A federal bankruptcy process for state finances could thus enable wealthy individuals and interest groups in rich states to leverage their clout in the anti-majoritarian federal system to reverse political defeats in the more majoritarian political systems of big, rich states like California, New York, and Illinois.

…McConnell seems to be following the rule “Never let a good crisis go to waste.” He’s realistic enough to recognize that the pandemic probably means the end not only of the Trump presidency, but of his own majority leadership. He’s got until January to refashion the federal government in ways that will constrain his successors. That’s what the state-bankruptcy plan is all about.

The Truth About Dentistry

Ferris Jabr, in an extremely well researched and written piece for The Atlantic:

Whereas a typical dentist might perform root canals on previously crowned teeth in only 3 to 7 percent of cases, Lund was performing them in 90 percent of cases. As Zeidler later alleged in court documents, Lund had performed invasive, costly, and seemingly unnecessary procedures on dozens and dozens of patients, some of whom he had been seeing for decades.

Absolutely appalling.

It’s easy to see how dentists, hoping to buoy their income, would be tempted to recommend frequent exams and proactive treatments—a small filling here, a new crown there—even when waiting and watching would be better.
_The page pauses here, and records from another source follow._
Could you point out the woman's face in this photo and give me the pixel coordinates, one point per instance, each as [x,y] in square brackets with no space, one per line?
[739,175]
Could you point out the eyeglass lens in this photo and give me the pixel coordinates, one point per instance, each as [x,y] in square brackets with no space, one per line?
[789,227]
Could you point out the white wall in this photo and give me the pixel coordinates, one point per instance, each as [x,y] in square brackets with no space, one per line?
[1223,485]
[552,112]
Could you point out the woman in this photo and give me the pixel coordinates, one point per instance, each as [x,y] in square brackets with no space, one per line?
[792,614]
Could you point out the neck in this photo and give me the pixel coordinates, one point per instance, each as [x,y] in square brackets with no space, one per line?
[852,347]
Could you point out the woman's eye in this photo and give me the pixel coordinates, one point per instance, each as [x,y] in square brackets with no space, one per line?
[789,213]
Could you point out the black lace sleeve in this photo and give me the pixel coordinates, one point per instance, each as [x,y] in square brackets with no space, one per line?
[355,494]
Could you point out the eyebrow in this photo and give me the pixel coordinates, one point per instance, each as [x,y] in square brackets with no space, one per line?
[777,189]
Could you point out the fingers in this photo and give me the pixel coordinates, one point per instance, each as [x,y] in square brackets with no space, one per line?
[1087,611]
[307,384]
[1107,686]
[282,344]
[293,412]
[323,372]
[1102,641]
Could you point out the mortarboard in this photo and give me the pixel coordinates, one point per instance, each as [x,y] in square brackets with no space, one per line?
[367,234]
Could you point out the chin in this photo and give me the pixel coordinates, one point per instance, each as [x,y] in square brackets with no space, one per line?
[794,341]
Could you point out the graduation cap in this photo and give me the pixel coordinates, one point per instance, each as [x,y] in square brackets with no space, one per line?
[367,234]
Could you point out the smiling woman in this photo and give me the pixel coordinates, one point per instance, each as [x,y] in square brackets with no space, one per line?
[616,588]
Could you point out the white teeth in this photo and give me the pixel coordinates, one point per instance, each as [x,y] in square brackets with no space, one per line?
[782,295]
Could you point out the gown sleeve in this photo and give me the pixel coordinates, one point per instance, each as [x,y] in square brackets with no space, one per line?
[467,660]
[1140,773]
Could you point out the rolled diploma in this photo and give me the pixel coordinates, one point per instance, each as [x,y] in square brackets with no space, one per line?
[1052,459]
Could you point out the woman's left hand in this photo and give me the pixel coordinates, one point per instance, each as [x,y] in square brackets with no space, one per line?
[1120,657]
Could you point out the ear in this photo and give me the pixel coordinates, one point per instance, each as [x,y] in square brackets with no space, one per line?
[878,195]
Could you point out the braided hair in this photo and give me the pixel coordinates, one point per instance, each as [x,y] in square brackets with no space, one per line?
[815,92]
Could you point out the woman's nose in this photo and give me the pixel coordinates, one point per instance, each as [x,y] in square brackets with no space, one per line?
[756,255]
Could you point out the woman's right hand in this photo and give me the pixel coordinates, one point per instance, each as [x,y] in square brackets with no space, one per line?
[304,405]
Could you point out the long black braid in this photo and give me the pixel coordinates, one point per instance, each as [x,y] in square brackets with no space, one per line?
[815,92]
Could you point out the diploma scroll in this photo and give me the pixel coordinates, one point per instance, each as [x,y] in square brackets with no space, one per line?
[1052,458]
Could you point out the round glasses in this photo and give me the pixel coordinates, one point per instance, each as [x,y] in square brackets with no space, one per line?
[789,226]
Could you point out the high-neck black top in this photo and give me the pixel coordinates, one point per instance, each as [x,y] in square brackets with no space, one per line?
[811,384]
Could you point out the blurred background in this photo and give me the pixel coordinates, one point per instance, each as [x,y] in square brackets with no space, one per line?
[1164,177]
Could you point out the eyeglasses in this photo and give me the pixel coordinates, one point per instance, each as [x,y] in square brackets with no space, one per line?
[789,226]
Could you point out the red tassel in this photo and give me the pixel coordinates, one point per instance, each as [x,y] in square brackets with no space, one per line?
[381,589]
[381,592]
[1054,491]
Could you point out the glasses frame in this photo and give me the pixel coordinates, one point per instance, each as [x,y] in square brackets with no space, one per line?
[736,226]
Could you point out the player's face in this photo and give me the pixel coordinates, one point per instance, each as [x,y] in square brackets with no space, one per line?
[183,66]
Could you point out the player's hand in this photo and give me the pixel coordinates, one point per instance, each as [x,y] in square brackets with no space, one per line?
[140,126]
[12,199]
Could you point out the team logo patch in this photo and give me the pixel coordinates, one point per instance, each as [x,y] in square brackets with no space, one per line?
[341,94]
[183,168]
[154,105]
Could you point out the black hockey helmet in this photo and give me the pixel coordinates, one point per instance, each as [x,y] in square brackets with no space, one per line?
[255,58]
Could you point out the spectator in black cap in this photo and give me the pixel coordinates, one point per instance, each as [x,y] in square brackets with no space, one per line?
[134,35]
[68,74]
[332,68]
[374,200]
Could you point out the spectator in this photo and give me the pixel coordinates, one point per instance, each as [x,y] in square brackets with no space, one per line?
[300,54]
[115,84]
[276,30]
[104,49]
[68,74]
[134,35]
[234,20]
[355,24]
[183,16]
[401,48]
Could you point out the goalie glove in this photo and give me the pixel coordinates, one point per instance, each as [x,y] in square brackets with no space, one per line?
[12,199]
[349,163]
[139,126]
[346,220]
When you’re a hammer, the world is your nail. I’ve had my fair share of unnecessary medical work. To this day, I’m extremely skeptical of any proposal from any doctor, especially when there is no perceived problem or pain and the issue is discovered on a routine checkup. There is a significant and inherent conflict of interest when consumers don’t have the ability to understand the recommendations and repercussions of the medical work proposed to them by private doctors whose income is intrinsically linked to the number of procedures performed.